Im kynischen Licht des Spätwerks erhält ein eher beiläufiges Motiv eine neue Kontur, das sich in der Lektüre von Marco Brusotti als Beweggrund von Nietzsches Denken in den Jahren seiner philosophischen "Freigeisterei", also in den sieben, acht Jahren nach der Abwendung von Wagner, erweist: die Leidenschaft der Erkenntnis. In ihr trifft sich das Denken als experimentelle Grenzerfahrung mit dem ästhetischen Moment der Selbststilisierung.
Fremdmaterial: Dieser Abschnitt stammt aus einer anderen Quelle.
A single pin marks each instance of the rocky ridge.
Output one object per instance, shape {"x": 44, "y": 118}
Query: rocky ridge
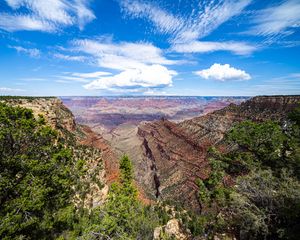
{"x": 175, "y": 154}
{"x": 86, "y": 145}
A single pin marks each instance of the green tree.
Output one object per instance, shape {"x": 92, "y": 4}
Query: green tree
{"x": 36, "y": 177}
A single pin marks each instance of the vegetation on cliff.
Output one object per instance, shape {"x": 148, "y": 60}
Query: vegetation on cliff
{"x": 253, "y": 191}
{"x": 37, "y": 172}
{"x": 42, "y": 176}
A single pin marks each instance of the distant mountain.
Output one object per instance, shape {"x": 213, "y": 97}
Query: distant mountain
{"x": 174, "y": 154}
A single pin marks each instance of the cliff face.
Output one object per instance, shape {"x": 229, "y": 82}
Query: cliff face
{"x": 85, "y": 144}
{"x": 175, "y": 154}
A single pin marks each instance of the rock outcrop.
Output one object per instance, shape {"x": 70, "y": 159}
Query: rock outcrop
{"x": 86, "y": 145}
{"x": 175, "y": 154}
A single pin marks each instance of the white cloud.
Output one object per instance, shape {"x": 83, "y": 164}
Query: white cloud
{"x": 122, "y": 55}
{"x": 153, "y": 76}
{"x": 6, "y": 90}
{"x": 140, "y": 65}
{"x": 91, "y": 74}
{"x": 16, "y": 22}
{"x": 32, "y": 52}
{"x": 223, "y": 73}
{"x": 69, "y": 57}
{"x": 163, "y": 21}
{"x": 239, "y": 48}
{"x": 205, "y": 18}
{"x": 281, "y": 19}
{"x": 47, "y": 16}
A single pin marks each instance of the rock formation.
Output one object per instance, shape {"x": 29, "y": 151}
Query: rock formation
{"x": 175, "y": 154}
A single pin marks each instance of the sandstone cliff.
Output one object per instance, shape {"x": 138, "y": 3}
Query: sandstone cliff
{"x": 174, "y": 155}
{"x": 86, "y": 145}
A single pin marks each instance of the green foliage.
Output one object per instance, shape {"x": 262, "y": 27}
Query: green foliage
{"x": 122, "y": 216}
{"x": 265, "y": 205}
{"x": 264, "y": 201}
{"x": 36, "y": 177}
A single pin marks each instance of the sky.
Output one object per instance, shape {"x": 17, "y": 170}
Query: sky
{"x": 149, "y": 47}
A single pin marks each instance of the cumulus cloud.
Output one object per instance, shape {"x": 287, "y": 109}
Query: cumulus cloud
{"x": 239, "y": 48}
{"x": 283, "y": 18}
{"x": 223, "y": 73}
{"x": 32, "y": 52}
{"x": 140, "y": 66}
{"x": 153, "y": 76}
{"x": 47, "y": 16}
Philosophie entpuppt sich in der Leidenschaft der Erkenntnis als Diätetik, als kunstvolle Lebensgestaltung des Alltags im Dienst des Denkens, das sich sowohl seiner körperlichen wie seiner psychischen Bedingtheit bewußt ist.
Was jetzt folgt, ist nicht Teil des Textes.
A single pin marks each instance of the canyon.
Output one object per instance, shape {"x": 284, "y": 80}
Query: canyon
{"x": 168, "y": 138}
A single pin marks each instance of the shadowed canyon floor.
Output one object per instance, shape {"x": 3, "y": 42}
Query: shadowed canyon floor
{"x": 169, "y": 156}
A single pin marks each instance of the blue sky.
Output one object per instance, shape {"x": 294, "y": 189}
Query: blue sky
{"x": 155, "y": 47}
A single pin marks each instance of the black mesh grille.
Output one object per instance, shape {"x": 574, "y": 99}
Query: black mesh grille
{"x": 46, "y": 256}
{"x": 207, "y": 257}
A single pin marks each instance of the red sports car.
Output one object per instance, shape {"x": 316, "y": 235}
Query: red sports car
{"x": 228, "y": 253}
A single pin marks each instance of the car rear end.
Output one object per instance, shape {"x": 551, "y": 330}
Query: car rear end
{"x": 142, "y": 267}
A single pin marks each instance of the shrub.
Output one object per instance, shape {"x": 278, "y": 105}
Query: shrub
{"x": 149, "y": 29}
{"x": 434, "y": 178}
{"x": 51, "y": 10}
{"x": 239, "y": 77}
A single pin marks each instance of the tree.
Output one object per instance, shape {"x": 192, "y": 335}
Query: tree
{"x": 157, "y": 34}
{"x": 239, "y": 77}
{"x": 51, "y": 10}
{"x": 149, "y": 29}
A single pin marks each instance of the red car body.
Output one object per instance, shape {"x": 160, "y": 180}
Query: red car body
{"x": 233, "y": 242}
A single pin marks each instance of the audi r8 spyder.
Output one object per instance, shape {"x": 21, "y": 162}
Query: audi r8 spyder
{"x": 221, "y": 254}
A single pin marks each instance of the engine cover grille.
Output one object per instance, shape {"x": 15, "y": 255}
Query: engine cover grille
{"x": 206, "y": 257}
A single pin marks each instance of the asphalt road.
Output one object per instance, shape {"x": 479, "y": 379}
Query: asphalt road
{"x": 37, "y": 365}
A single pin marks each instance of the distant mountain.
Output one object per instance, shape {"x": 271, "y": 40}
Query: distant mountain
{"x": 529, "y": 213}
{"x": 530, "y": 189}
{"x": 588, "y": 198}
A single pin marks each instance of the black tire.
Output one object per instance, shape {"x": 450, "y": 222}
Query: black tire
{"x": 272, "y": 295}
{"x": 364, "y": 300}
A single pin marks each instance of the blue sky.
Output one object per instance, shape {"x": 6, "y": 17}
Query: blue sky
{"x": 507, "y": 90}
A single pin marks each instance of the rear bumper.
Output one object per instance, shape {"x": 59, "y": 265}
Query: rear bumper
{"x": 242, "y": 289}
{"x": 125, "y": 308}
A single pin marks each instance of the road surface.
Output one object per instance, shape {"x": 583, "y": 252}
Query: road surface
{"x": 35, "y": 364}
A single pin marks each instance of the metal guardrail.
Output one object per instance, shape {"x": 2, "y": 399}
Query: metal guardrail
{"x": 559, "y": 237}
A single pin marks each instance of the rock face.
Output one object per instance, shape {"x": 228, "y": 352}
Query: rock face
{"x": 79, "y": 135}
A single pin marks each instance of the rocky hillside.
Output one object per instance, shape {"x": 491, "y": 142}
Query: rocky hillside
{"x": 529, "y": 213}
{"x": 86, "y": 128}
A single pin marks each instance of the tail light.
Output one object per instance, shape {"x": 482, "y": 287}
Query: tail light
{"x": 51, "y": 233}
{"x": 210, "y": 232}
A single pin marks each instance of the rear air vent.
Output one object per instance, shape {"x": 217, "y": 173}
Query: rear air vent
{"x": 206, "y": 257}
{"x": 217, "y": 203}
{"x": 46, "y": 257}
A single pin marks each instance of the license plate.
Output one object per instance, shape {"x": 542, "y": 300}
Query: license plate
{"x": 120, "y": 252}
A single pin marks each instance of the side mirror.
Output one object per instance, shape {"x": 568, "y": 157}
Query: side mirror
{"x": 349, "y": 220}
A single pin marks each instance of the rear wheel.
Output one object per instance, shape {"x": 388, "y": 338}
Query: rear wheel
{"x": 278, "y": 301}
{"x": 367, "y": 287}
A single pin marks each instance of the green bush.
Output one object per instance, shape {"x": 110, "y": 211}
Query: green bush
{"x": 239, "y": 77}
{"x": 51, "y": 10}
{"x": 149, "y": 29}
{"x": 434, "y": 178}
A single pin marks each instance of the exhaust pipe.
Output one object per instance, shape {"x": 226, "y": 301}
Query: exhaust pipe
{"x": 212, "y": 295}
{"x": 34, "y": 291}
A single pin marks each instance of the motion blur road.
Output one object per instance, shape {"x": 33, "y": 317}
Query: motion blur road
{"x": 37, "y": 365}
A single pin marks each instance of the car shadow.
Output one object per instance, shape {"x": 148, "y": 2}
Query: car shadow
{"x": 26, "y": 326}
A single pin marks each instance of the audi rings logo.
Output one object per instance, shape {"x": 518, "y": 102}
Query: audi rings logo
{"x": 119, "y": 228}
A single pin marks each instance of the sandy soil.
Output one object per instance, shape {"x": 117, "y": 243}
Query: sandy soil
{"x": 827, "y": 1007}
Der Entwicklungsgang, der von Nietzsches physiologischer Radikalisierung der Willenskritik in Johann Julius Baumanns "Handbuch der Moral nebst Abriss der Rechtsphilosophie" (1879) über die Steigerung der eigenen Macht in einer affektfrei gehaltenen vita contemplativa und die melancholisch grundierte "Leidenschaft der Redlichkeit" zur pathetischen "Leidenschaft der Erkenntnis" führt, ist allerdings alles andere als gradlinig. Und auch die in ihrer Sorgfalt und in ihrem Quellenreichtum bewundernswerte Monographie von Brusotti mäandriert auf siebenhundert, zum Teil fußnotenschleppenden, aber bemerkenswert druckfehlerfreien Seiten zuweilen arg geduldstrapazierend. Hier büßt die Philologie ihre Rück- und Vorsicht mit dem Verzicht auf den Mut zum Konzept. Und hier ist man gelegentlich auch irritiert durch Brusottis Achtlosigkeit im Umgang mit den Anregungen französischer Nietzsche-Lektüren, die sich gerade durch diesen Mut auszeichnen.
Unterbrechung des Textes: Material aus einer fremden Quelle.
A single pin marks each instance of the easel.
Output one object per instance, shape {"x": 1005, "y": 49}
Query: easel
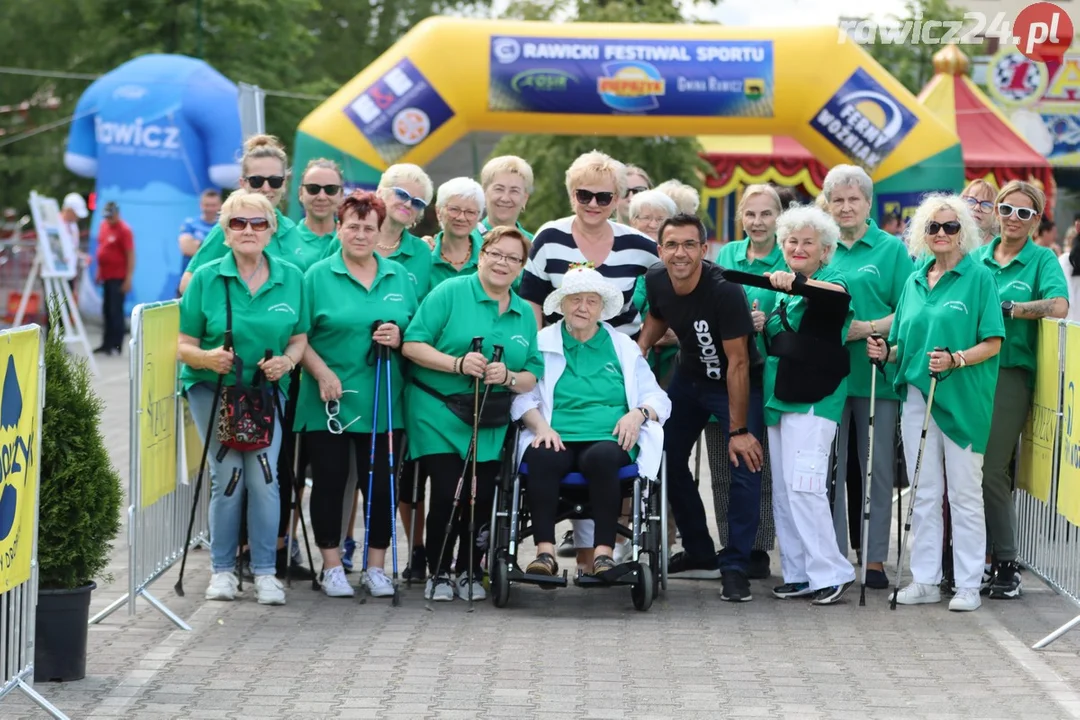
{"x": 56, "y": 263}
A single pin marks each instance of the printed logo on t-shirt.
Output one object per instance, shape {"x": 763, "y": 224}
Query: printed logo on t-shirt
{"x": 707, "y": 347}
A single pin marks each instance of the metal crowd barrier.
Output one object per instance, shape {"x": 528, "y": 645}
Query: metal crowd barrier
{"x": 1048, "y": 478}
{"x": 21, "y": 408}
{"x": 161, "y": 487}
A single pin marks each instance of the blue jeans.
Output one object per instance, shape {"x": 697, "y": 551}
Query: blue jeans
{"x": 693, "y": 403}
{"x": 226, "y": 503}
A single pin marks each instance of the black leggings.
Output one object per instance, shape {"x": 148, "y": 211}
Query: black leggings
{"x": 329, "y": 469}
{"x": 444, "y": 471}
{"x": 599, "y": 462}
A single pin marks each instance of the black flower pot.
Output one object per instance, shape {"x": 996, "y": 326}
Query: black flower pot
{"x": 59, "y": 636}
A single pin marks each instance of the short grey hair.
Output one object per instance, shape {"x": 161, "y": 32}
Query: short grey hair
{"x": 798, "y": 217}
{"x": 651, "y": 199}
{"x": 460, "y": 187}
{"x": 842, "y": 176}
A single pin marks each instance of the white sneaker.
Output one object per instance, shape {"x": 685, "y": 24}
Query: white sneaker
{"x": 269, "y": 591}
{"x": 377, "y": 583}
{"x": 440, "y": 589}
{"x": 966, "y": 600}
{"x": 335, "y": 584}
{"x": 223, "y": 586}
{"x": 919, "y": 594}
{"x": 462, "y": 586}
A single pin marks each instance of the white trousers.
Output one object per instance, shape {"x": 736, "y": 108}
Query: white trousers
{"x": 798, "y": 449}
{"x": 964, "y": 469}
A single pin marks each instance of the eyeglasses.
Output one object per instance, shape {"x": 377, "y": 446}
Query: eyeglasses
{"x": 417, "y": 204}
{"x": 333, "y": 408}
{"x": 258, "y": 223}
{"x": 512, "y": 260}
{"x": 256, "y": 180}
{"x": 1023, "y": 214}
{"x": 585, "y": 197}
{"x": 950, "y": 228}
{"x": 313, "y": 188}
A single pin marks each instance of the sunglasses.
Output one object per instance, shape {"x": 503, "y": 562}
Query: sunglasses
{"x": 417, "y": 204}
{"x": 1023, "y": 214}
{"x": 313, "y": 188}
{"x": 585, "y": 197}
{"x": 256, "y": 180}
{"x": 258, "y": 223}
{"x": 950, "y": 228}
{"x": 333, "y": 408}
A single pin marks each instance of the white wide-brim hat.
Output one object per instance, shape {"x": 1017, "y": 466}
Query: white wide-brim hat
{"x": 584, "y": 280}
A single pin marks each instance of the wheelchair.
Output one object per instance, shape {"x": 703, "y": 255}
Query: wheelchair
{"x": 646, "y": 573}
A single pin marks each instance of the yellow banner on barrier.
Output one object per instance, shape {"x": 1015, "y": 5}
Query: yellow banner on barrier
{"x": 1068, "y": 477}
{"x": 19, "y": 406}
{"x": 161, "y": 327}
{"x": 1037, "y": 443}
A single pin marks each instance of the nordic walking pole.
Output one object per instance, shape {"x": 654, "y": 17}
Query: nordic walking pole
{"x": 915, "y": 480}
{"x": 875, "y": 366}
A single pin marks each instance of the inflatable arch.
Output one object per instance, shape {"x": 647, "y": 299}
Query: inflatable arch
{"x": 448, "y": 77}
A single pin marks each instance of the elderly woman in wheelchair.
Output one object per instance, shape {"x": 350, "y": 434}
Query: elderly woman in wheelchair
{"x": 594, "y": 419}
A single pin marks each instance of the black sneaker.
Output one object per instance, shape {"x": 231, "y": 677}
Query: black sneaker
{"x": 736, "y": 586}
{"x": 831, "y": 595}
{"x": 1007, "y": 583}
{"x": 758, "y": 568}
{"x": 684, "y": 567}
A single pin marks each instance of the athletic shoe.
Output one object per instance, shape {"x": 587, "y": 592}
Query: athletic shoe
{"x": 335, "y": 584}
{"x": 378, "y": 584}
{"x": 566, "y": 546}
{"x": 462, "y": 586}
{"x": 1007, "y": 583}
{"x": 788, "y": 591}
{"x": 682, "y": 566}
{"x": 347, "y": 549}
{"x": 223, "y": 586}
{"x": 966, "y": 600}
{"x": 919, "y": 594}
{"x": 831, "y": 595}
{"x": 269, "y": 591}
{"x": 440, "y": 589}
{"x": 736, "y": 586}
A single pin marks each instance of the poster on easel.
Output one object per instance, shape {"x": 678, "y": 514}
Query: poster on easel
{"x": 57, "y": 249}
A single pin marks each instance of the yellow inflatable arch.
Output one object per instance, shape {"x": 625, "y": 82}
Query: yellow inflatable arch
{"x": 448, "y": 77}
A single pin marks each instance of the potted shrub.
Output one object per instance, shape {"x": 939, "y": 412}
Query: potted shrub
{"x": 79, "y": 513}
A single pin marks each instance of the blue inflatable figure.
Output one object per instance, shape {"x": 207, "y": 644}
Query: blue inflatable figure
{"x": 156, "y": 132}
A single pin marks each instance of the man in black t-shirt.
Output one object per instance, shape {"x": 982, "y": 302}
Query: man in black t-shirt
{"x": 717, "y": 361}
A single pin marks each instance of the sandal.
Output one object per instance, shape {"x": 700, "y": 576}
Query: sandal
{"x": 544, "y": 564}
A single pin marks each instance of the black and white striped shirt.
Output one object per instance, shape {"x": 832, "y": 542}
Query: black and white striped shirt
{"x": 554, "y": 252}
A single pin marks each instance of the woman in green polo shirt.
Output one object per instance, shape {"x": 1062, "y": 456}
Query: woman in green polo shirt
{"x": 1031, "y": 286}
{"x": 264, "y": 170}
{"x": 801, "y": 433}
{"x": 354, "y": 300}
{"x": 949, "y": 302}
{"x": 266, "y": 296}
{"x": 437, "y": 342}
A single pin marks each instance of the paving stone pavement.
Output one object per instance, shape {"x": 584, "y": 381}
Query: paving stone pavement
{"x": 569, "y": 653}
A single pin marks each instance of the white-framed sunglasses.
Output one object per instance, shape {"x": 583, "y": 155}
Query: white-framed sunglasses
{"x": 333, "y": 408}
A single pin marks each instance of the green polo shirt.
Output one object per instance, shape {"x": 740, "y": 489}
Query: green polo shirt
{"x": 1034, "y": 274}
{"x": 831, "y": 407}
{"x": 958, "y": 313}
{"x": 312, "y": 247}
{"x": 341, "y": 315}
{"x": 413, "y": 254}
{"x": 449, "y": 317}
{"x": 260, "y": 322}
{"x": 590, "y": 396}
{"x": 875, "y": 268}
{"x": 285, "y": 243}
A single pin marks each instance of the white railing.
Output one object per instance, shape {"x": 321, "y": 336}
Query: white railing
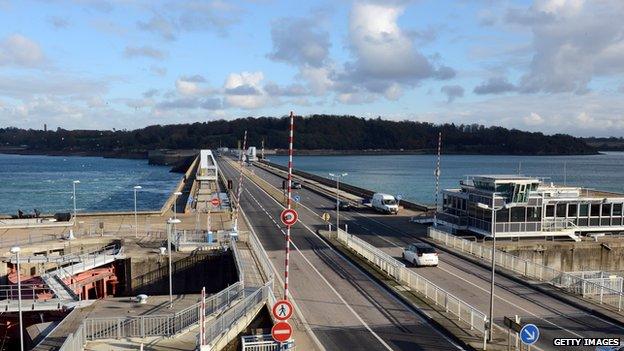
{"x": 219, "y": 326}
{"x": 587, "y": 288}
{"x": 160, "y": 325}
{"x": 238, "y": 262}
{"x": 464, "y": 312}
{"x": 74, "y": 341}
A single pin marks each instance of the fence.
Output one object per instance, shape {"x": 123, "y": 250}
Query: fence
{"x": 590, "y": 289}
{"x": 263, "y": 342}
{"x": 159, "y": 325}
{"x": 476, "y": 319}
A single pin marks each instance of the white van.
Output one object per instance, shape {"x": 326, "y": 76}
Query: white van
{"x": 385, "y": 203}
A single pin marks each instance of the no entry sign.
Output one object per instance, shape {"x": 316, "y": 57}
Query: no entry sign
{"x": 289, "y": 216}
{"x": 281, "y": 331}
{"x": 282, "y": 310}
Das Pathos von Nietzsches "Leidenschaft der Erkenntnis" mißt sich zuletzt mit der Herausforderung durch den Gedanken der ewigen Wiederkunft und durch den Übermenschen, wie "Also sprach Zarathustra" sie in poetisch verdichteter Form zum Ausdruck gebracht hat. Doch das Rhapsodische des Propheten weicht bald der Nüchternheit des Moralkritikers, der darum weiß, daß die "Sittlichkeit der Sitte" sich allein ihrer Herkömmlichkeit verdankt und damit neuen Auslegungen offensteht. In "Jenseits von Gut und Böse" (1886) und "Zur Genealogie der Moral" (1887) hat sich Nietzsches individuelle und subjektive "Leidenschaft der Erkenntnis", die vor allem eine illusionslose Leidenschaft der Selbsterkenntnis war, zur "eigentlichen" philosophischen Aufgabe geläutert, Werte zu schaffen. Marco Brusottis monumentale Monographie stellt uns mit Nachdruck die Frage, welches der beiden Momente von Nietzsches Denken aktueller ist. MARTIN STINGELIN
Marco Brusotti: "Die Leidenschaft der Erkenntnis". Philosophische und ästhetische Lebensgestaltung bei Nietzsche von "Morgenröthe" bis "Also sprach Zarathustra". Verlag Walter de Gruyter, Berlin 1997. 702 S., geb., 378,- DM.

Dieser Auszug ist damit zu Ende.